Dad presented facets and facts about our country to counterbalance negative stereotypes. Sometimes, the stereotypes were lifted right off American television. Southern police officers turning fire hoses on civil rights protesters were offset by interracial jazz groups, candid conversations by leading American writers and other cultural leaders took on special importance.

From Minneapolis, Minnesota, arrived accompanied by his wife and his daughter Jane [yeah, the baby trumped the mommy in getting named here] Mr. Robert Amerson, who will work at the Embassy of the United States of America as Information Manager. For the distinguished travelers, we give our cordial greetings of welcome.

It may well be that the example of this nation will be more important than its dollars or its words.

Edward R. Murrow, USIA Director, US Senate confirmation hearing, 1961

American diplomats today are charged with carrying out the challenging assignment of holding a mirror up to this country while proclaiming the tenets of democracy. What would my father have said when it was his country’s own president that hid in his fortified compound and threatened to deploy the military against peacefully protesting citizens?

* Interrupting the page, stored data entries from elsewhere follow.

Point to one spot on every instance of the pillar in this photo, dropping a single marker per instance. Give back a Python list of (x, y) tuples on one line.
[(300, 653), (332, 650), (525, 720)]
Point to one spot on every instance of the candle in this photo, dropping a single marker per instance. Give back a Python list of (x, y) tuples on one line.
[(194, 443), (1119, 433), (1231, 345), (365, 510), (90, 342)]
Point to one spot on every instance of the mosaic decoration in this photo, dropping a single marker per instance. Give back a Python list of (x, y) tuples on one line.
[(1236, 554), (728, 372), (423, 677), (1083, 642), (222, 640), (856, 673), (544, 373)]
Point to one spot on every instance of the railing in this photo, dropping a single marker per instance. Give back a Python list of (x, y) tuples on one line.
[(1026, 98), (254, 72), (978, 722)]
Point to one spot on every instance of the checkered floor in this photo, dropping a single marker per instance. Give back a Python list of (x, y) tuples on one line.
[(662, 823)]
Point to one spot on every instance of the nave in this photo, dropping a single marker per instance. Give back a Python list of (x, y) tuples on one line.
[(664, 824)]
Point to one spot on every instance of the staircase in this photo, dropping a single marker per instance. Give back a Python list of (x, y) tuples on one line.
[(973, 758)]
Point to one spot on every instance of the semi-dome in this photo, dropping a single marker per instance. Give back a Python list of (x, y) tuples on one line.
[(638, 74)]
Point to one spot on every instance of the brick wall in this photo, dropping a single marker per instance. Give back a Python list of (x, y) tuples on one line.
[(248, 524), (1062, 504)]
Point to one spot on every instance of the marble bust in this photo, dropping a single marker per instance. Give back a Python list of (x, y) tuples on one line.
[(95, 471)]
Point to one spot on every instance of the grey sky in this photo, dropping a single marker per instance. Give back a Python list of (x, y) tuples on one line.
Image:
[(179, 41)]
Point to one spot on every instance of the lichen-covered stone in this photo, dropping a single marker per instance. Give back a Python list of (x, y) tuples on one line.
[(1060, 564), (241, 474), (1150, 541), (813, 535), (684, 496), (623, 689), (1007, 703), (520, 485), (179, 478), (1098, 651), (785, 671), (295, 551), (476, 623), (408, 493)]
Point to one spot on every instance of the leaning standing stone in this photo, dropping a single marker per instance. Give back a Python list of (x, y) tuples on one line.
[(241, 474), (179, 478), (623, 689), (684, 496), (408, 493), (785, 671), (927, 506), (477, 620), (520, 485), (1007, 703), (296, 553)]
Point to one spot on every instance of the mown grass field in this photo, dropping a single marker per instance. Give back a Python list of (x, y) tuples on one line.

The White House is now so heavily fortified that it resembles the monarchical palaces or authoritarian compounds of regimes in faraway lands …

Matt Zapotosky, The Washington Post

The Trump White House called in the National Guard, Custom and Border Protection, Immigration and Custom Enforcement, and the Bureau of Prisons, and active duty military were put on standby in response to the Washington DC protests. On June 1, smoke, tear gas, pepper balls, and, according to protesters, rubber bullets, were used to clear peaceful protesters from Lafayette Square across from the White House just before President Trump’s bible photo opportunity.

The use of the military to violently disperse peaceful protesters in front of the White House was the biggest gift we could possibly have given to Putin or Xi Jinping and to every other dictator around the world who delights in arguing that America’s government is no different than theirs.

Congressman Tom Malinowski, former Assistant Secretary of State for Democracy, Human Rights and Labor

The Trump administration has been a godsend for Xi, if only in making him seem like a reasonable leader.

Steven Lee Meyers, The New York Times

And yet, American diplomats continue to hold up the values of our country, to demonstrate that is it the people, not one president, who are America’s keepers.

We will not try to hide our painful struggle, and instead believe that on his public debate will help us to emerge better and stronger.

US Embassy, Ankara, Turkey

May we continue to hold our country in our hands, protecting it from abuse by the ignorant bully in the White House.

American people are using our voices to demand change, and that is something that could not happen in so many countries where I served.

Ambassador Dana Shell Smith, former career diplomat

We must insist on change. Hourly. Daily. Weekly. Until we have restored the White House to thoughtful, intelligent, alliance-building leadership once again.